A new law requires the Department of Veterans Affairs (VA) to participate in state prescription drug monitoring programs (PDMPs), a practice that the AAFP had urged the agency to adopt on its own.
When federal legislators asked the medical community for solutions to the opioid crisis, the AAFP referred them to an Academy position paper that explains how use of PDMPs could help increase patient safety and reduce opioid misuse or diversion.
Now the VA Prescription Data Accountability Act(www.congress.gov) requires Veterans Health Administration (VHA) health professionals with the authority to prescribe controlled substances to provide data to their state PDMPs. The law applies to VHA prescriptions for both veteran and nonveteran patients. It passed with support from both parties -- in recognition of the growing opioid crisis -- and was signed into law by President Donald Trump on Nov. 21.
The VA announced in 2013 that it would voluntarily submit information to state PDMPs, but the AAFP said the action was not enough.
"This voluntary PDMP disclosure has failed to result in VA PDMP reporting necessary information to prevent misuse and diversion of prescription drugs," the AAFP told the VA in a May 2016 letter.(3 page PDF)
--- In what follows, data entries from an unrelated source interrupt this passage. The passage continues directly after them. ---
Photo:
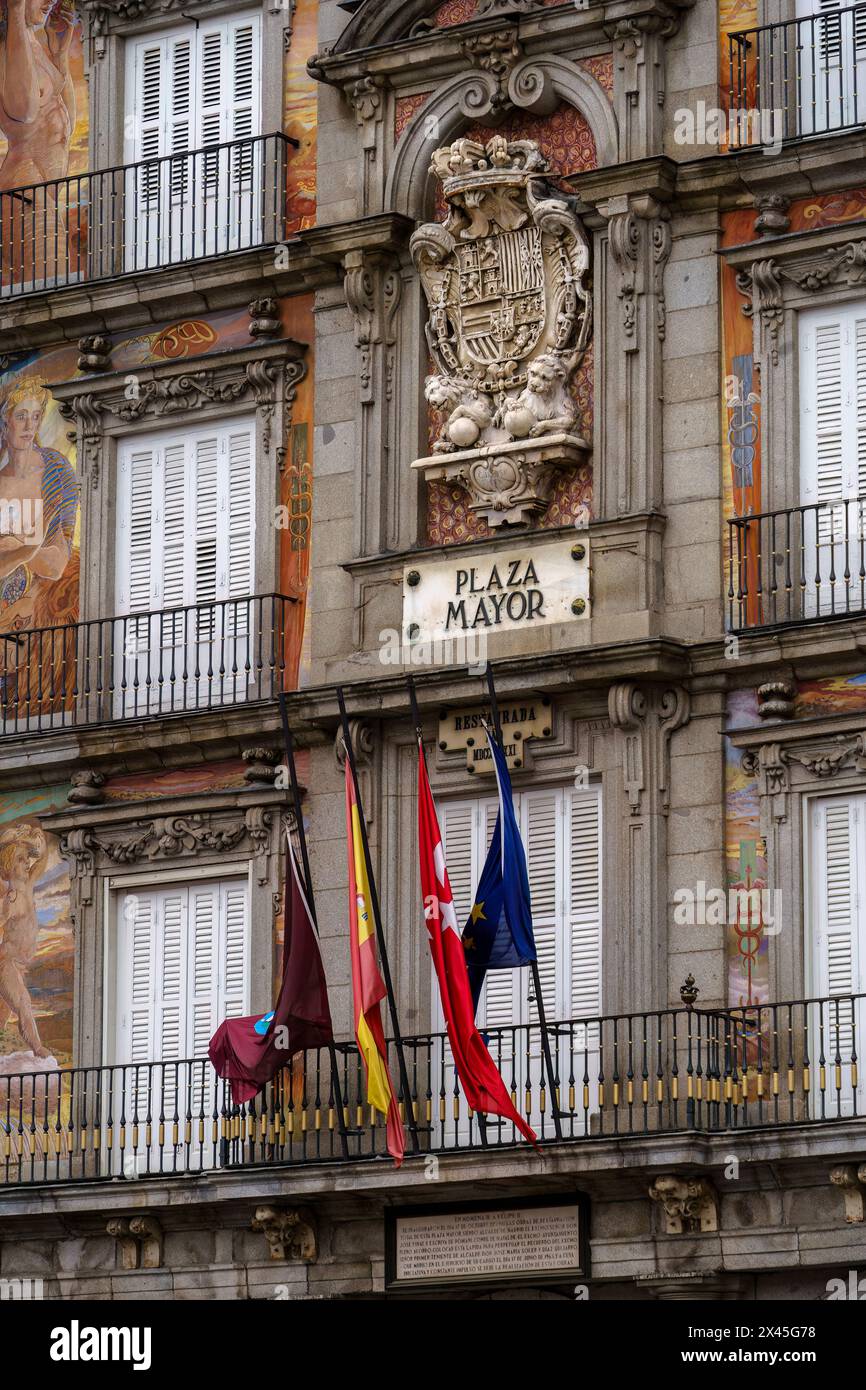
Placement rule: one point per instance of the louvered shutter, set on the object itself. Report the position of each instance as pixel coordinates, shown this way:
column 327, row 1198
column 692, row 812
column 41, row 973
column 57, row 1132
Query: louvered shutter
column 182, row 968
column 541, row 833
column 584, row 902
column 838, row 934
column 185, row 528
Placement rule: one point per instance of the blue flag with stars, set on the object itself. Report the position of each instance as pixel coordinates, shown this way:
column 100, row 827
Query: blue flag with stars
column 498, row 934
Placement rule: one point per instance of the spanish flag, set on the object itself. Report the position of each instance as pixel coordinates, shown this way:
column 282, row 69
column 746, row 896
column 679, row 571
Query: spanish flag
column 367, row 984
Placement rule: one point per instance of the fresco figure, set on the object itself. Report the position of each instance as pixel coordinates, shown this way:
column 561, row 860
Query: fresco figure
column 39, row 483
column 24, row 858
column 38, row 118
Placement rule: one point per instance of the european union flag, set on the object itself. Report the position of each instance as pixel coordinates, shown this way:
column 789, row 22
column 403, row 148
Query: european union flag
column 498, row 934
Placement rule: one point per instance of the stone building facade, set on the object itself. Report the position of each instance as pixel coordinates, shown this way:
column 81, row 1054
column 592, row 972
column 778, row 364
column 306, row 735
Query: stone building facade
column 488, row 300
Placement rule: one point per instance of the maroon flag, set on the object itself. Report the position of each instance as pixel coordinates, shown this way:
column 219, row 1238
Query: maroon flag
column 249, row 1051
column 481, row 1082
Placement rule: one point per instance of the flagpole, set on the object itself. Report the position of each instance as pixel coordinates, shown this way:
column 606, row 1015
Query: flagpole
column 416, row 719
column 380, row 934
column 540, row 1001
column 305, row 859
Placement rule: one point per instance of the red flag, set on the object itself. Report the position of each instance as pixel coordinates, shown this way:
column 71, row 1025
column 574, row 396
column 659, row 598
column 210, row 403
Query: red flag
column 367, row 984
column 481, row 1082
column 249, row 1051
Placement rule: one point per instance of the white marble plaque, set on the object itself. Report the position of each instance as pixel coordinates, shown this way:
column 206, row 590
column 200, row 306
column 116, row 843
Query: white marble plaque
column 488, row 1244
column 498, row 591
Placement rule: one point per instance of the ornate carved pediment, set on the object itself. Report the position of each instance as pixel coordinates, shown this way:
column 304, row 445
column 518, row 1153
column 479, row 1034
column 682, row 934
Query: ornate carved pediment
column 266, row 374
column 506, row 278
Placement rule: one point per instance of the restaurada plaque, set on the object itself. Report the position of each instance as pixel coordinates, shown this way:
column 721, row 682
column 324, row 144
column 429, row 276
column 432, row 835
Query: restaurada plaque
column 487, row 1243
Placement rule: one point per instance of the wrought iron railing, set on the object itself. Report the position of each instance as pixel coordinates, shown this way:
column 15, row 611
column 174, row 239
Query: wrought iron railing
column 138, row 217
column 617, row 1076
column 802, row 77
column 804, row 563
column 139, row 665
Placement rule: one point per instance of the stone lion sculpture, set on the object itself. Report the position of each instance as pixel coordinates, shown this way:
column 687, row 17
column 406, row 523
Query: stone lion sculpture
column 544, row 405
column 467, row 412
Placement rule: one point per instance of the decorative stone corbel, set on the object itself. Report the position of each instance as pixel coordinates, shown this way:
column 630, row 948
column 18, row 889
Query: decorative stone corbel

In the letter, the AAFP called on the VA to require all its clinicians who can prescribe to participate in their respective state PDMP and share data more effectively.
"We recognize the value of PDMPs and the interstate exchange of registry information, and we see PDMPs as vital to curbing opioid misuse and diversion," the letter stated. "It is critical that VA prescribers not be exempt from mandatory reporting to their state PDMP."
The AAFP sent the letter after the 2015 Congress of Delegates adopted a resolution directing the AAFP to ask the VA to participate in all state prescription drug monitoring programs.